Mov? Mp4? Avchd?

vanvideo

Veteran
I just purchased an HC-X1000. I'm shooting a simple speech video and I want to do it in 1080. It will be used as a demo, never broadcast.
What would you recommend for the format? I'd like to use one that can be easily edited by most any NLE system.
I don't know the difference between MOV and MP4. I've used AVCHD.
 
Easiest way to answer that is -- try a sample clip of each and bring it into your NLE, and see how it handles them.

On Windows, using Sony Vegas, .mov files are usually quite a bit slower and more cumbersome to work with than .mp4 files. On a Mac, I would expect the opposite; Macs prefer .mov files. The data contained within the files is the same, it's just the file wrapper that changes.
 
The client will edit on a Vegas. I don't have an NLE.
Is MP4 a true 1920 x 1080 format?
Would you recommend MP4 over AVCHD?
 
The client will edit on a Vegas. I don't have an NLE.
Is MP4 a true 1920 x 1080 format?
If you choose MP4 as the recording format, and FHD as the system format, then yes it's a true 1920x1080. The HC-X1000 makes incredibly sharp HD, given enough light.

Would you recommend MP4 over AVCHD?
Depends on the purpose, the recording format, the client's needs, etc. All the MP4 recording formats are notably higher quality than any of the AVCHD formats. Even the MP4 50mbps is quite a bit higher quality than the best AVCHD recordings.

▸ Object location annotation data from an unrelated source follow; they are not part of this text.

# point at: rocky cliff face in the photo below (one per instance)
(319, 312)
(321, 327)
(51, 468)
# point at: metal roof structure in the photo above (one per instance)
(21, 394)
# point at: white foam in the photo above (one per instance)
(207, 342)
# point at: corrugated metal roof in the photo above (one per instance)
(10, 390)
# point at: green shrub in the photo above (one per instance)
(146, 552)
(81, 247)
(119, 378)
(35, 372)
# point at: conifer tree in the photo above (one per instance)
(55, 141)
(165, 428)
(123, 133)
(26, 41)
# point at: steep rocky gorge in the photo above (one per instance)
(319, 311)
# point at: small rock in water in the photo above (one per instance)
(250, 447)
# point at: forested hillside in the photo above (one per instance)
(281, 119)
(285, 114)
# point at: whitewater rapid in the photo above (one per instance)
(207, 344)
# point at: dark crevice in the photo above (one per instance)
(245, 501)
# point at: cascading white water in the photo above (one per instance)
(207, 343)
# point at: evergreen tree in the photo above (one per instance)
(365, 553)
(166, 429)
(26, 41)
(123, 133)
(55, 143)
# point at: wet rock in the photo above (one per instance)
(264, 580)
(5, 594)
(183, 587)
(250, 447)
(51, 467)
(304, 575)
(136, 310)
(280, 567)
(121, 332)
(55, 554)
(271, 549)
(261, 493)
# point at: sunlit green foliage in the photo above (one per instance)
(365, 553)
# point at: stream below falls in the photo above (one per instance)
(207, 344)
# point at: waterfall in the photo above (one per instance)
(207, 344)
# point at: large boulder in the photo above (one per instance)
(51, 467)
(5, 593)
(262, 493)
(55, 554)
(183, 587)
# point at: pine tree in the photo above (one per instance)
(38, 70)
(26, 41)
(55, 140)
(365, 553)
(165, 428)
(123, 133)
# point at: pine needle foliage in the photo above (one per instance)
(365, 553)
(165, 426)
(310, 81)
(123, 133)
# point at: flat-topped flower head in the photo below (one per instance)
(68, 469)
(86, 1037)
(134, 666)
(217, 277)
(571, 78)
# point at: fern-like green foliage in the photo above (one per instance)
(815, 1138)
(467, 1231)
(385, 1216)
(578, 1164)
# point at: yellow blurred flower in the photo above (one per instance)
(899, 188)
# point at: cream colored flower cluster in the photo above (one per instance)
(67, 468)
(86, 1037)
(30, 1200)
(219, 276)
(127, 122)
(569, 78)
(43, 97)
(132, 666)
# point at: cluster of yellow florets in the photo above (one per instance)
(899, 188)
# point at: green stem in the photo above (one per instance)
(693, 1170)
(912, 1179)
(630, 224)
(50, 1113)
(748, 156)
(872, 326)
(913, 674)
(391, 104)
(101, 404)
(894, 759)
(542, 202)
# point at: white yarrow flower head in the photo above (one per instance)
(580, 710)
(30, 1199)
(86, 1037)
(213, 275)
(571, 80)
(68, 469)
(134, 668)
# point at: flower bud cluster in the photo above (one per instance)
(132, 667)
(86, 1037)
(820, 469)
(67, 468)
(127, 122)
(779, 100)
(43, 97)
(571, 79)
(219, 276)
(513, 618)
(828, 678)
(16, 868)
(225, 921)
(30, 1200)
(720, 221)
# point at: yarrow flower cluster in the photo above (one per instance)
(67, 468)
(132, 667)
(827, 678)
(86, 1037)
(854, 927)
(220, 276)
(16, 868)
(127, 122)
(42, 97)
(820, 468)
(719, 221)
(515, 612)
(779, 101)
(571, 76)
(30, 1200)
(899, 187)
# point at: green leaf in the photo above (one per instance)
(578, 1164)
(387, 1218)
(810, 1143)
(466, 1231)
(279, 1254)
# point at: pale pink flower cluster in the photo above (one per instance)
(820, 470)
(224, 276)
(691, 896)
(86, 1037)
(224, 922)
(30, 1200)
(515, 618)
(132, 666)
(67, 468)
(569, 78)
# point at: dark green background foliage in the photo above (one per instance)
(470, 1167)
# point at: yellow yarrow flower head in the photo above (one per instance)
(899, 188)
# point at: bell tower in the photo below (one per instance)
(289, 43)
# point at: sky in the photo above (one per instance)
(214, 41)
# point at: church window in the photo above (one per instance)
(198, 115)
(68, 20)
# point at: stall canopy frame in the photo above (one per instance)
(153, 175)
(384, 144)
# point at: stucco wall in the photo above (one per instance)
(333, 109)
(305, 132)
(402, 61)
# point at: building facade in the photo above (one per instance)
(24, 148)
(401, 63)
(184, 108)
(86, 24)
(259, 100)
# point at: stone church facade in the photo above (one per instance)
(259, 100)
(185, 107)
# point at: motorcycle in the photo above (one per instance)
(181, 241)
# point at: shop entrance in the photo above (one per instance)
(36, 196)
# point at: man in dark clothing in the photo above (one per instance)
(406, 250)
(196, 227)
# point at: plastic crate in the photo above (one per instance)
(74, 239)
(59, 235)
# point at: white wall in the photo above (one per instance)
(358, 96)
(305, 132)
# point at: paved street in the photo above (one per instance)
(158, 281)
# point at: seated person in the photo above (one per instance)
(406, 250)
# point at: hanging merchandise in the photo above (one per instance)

However, AVCHD may edit faster on your client's computer -- AVCHD plays back completely real-time on my 4-year-old system, but the MP4 files don't quite make real-time. If they have a fast modern computer it may not be an issue.

The other question is file size and storage. The AVCHD takes up only about 25 megabits, whereas the MP4 can be 50, 100, or 200 megabits. You can store 8x as much footage in AVCHD as you would be able to in MP4 ALL-I 200-megabits. If it's a short production, that may be fine, but if it's a two-hour lecture, you may have to go to AVCHD just to make sure it all even fits on the memory cards.
 
AVCHD has a bitrate limit. I think the Sony and Panasonic lines give a max of about 28Mbit and average of around 24Mbit.
In my experience, MP4 seems the most universal.
Most likely, if the computer is struggling with the files... its because of the bitrate, which in turn starts with having a fast enough Hard Drive. My old iMac i3 (2010) could edit AVCHD, MP4 (48MBit), and MOV without skipping a beat... as long as the files where on the main HD or an external Firewire 800.